Today's
internet age data nature, size and query response changes dynamically
due to huge user load resulting into data start growing unmanageably.
Wal-Mart: 1 million transactions per hour
Twitter: 250 million tweets a day
Facebook: 1 billion messages a day
RDMS
are not design to handle this volume of data since they are generally
design to scale on single server, so user need to buy a bigger machine
to meet this requirement and it will add huge input cost.
Now this data is accessed from mobile devices to desktop. (Data is distributed & urgent)

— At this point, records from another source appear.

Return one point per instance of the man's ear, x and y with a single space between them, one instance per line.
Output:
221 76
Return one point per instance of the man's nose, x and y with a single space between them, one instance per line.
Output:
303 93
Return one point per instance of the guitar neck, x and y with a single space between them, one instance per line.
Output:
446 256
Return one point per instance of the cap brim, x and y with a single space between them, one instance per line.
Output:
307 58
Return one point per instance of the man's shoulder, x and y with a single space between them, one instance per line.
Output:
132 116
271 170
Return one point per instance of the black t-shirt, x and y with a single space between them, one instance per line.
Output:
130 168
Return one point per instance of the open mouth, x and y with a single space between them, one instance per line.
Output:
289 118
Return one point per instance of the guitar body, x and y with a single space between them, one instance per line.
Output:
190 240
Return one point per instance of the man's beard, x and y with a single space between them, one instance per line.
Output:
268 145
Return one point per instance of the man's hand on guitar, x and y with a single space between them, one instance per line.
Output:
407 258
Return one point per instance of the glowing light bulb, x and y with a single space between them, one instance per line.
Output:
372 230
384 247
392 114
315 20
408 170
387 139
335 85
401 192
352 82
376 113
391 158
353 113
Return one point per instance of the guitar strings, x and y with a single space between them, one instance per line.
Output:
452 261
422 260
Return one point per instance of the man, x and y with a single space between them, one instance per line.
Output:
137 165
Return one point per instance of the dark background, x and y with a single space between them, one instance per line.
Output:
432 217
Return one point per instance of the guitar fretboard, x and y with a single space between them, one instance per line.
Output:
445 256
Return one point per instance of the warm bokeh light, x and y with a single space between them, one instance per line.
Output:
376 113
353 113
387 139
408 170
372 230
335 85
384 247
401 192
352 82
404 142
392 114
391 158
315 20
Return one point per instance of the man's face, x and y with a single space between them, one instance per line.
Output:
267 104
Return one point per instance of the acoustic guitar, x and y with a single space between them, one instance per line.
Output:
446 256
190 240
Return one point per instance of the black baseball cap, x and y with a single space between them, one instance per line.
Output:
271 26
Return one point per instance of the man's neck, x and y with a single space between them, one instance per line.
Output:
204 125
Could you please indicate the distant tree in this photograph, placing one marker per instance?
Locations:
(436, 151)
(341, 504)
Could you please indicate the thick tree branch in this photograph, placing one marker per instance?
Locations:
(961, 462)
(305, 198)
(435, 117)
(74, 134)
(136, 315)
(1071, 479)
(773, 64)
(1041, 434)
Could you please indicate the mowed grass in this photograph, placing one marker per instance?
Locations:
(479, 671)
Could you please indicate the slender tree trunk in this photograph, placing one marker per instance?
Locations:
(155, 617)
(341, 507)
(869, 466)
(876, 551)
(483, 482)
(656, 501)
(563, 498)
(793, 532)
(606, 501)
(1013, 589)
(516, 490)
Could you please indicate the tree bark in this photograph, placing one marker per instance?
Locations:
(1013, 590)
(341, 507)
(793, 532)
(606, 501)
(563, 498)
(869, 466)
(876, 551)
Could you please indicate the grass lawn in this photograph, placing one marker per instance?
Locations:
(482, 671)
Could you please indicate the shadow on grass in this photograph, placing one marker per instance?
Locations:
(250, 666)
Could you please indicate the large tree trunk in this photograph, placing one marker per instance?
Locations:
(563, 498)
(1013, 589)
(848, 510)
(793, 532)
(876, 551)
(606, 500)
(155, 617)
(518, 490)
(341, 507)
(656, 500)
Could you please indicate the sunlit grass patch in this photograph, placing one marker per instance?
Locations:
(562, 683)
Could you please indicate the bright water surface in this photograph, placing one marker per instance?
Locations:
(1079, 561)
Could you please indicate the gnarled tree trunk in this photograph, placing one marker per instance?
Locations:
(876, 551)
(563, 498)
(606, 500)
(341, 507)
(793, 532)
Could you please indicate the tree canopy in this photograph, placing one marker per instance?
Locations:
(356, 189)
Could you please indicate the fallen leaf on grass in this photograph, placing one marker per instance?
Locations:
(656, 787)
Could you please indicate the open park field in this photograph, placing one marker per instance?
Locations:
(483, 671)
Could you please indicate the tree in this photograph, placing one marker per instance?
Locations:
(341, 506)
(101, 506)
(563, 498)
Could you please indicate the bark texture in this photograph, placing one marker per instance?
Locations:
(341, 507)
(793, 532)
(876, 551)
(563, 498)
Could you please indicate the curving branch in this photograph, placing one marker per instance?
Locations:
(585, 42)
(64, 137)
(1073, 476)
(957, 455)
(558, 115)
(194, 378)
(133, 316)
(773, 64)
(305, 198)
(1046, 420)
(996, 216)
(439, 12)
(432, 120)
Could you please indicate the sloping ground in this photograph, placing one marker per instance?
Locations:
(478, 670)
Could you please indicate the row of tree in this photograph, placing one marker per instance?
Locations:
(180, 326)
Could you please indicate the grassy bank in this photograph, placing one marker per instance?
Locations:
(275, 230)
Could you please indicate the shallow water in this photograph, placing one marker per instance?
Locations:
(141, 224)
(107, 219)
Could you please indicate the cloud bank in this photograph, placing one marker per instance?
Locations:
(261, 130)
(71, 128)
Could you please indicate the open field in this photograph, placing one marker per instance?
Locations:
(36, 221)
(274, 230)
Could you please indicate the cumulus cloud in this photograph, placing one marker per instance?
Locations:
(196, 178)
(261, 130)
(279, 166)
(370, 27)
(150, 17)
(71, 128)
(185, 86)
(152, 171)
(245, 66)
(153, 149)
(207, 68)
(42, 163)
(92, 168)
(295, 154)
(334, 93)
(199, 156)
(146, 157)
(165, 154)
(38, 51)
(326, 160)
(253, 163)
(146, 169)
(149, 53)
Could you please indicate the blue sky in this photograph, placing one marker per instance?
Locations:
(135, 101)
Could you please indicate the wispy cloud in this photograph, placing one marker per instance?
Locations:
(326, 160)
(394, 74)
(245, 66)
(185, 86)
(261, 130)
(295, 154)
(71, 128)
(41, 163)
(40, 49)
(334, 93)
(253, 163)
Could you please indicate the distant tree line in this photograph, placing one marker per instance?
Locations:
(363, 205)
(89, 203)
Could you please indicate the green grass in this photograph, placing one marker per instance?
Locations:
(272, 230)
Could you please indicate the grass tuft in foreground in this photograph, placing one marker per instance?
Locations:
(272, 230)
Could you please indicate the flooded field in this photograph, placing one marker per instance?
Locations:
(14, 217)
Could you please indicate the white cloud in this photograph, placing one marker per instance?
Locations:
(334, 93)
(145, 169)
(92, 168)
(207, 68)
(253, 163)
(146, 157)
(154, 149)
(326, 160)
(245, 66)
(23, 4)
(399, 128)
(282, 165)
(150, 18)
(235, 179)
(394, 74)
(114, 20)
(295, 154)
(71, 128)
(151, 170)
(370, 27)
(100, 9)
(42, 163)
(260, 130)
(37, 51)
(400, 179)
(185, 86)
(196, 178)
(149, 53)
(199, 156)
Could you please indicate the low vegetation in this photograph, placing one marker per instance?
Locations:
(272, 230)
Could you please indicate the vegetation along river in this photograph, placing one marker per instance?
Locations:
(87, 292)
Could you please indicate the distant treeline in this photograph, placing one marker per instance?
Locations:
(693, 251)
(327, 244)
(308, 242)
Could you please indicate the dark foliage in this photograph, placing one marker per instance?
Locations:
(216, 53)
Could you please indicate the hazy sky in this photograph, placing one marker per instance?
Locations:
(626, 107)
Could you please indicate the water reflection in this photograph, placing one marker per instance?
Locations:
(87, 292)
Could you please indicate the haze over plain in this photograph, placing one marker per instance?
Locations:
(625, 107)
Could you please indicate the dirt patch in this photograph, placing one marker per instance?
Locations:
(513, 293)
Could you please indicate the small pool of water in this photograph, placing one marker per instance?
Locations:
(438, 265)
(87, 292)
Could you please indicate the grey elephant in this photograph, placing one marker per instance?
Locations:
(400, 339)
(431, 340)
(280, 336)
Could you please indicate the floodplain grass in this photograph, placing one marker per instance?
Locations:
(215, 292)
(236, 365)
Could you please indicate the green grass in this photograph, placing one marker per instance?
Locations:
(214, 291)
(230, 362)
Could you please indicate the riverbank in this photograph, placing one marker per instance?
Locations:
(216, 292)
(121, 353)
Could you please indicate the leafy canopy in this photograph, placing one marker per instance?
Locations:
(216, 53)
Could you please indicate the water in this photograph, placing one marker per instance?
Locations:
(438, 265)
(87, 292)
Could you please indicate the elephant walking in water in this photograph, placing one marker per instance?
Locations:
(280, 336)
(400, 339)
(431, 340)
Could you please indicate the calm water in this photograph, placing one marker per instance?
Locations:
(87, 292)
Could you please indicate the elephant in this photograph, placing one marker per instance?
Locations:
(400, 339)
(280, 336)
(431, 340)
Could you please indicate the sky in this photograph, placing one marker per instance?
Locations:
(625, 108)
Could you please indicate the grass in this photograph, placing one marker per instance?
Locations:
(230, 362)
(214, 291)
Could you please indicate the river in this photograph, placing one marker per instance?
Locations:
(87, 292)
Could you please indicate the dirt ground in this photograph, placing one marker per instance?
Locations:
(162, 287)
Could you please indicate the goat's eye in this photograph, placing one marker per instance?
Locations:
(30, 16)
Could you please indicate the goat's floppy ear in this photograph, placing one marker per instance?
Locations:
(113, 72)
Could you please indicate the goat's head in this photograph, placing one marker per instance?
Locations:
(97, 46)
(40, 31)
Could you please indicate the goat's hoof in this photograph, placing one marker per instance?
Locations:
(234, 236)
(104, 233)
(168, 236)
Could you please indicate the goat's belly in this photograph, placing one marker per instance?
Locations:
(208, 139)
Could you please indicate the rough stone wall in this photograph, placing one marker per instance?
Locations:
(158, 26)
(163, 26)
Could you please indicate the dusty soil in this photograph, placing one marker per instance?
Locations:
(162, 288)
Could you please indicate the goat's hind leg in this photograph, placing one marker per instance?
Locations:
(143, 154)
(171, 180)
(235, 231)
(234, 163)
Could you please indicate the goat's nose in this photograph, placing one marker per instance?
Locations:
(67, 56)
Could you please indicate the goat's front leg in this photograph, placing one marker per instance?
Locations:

$300 billion potential annual value to US health care. (Data is valued)
To
meet the need of scalability, performance and consistency required in
this web era NoSQL databases are schema free, easy replication support,
sharding, instead of ACID** it follow BASE**, following CAP** theorem
etc.
** ACID is Atomicity, Consistency, Isolation, Durability. BASE is Basically Available, Soft State, and Eventually Consistent. CAP is Consistency , Availability , Partition tolerance
Schema free: There is no predefined schema for NoSQL databases.
Easy Replication Support:
NoSQL databases employ asynchronous replication, which allows write to
complete more quickly since they don’t depend on extra network traffic.
Horizontal Scaling: NoSQL databases split tables across different server, but with only instance of the same data.
Sharding: NoSQL can perform sharding. In which records (rows) are distributed across many database server.
BASE instead of ACID: NoSQL databases emphasis on performance and availability.
Basic Availability:
NoSQL use replication to reduce the likelihood of data unavailability
and use sharding, or partitioning the among many different storage
server, to make any remaining failure partial. The result is a system
that is always available, even if subsets of the data become unavailable
for short period of time.
Soft State: NoSQL systems allow data to be inconsistent and relegate designing around such inconsistencies to application developers.
Eventual Consistency:
Although applications must deal with instantaneous consistency, NoSQL
systems ensure that at some future point in time the data assumes a
consistent state. In NoSQL it guarantees consistency only at some
un-define future time.
Here
is one important theorem of distributed computer system CAP theorem or
Brewer’s theorem, which is followed by NoSQL databases.
Consistency: All database clients see the same data, even with concurrent updates.
Availability: All database clients are able to access some version of the data.
Partition Tolerance:
The database can be split over multiple servers & at any moment
data must be available even if any node(s) / communication link(s)
fails.
NoSQL
database come in many form to meet application requirement like
key-value store, column family store, document store and graph store are
the major forms.
Key-Values Store
main idea is the existence of a hash table where there is a unique key
and a pointer to a particular item of data. These mappings are usually
accompanied by cache mechanisms to maximize performance.
Column Family Store
was created to store and process very large amounts of data distributed
over many machines. There are still keys but they point to multiple
columns.
Document Store
model is basically versioned documents that are collections of other
key-value collections. The semi-structured documents are stored in
formats like XML, JSON (JavaScript Object Notation), YAML (Yet Another
Markup Language)& BSON(Binary JSON).
Graph Store
is built with nodes, relationships between notes and the properties of
nodes. Instead of tables of rows and columns and the rigid structure of
SQL, a flexible graph model is used which can scale across many
machines.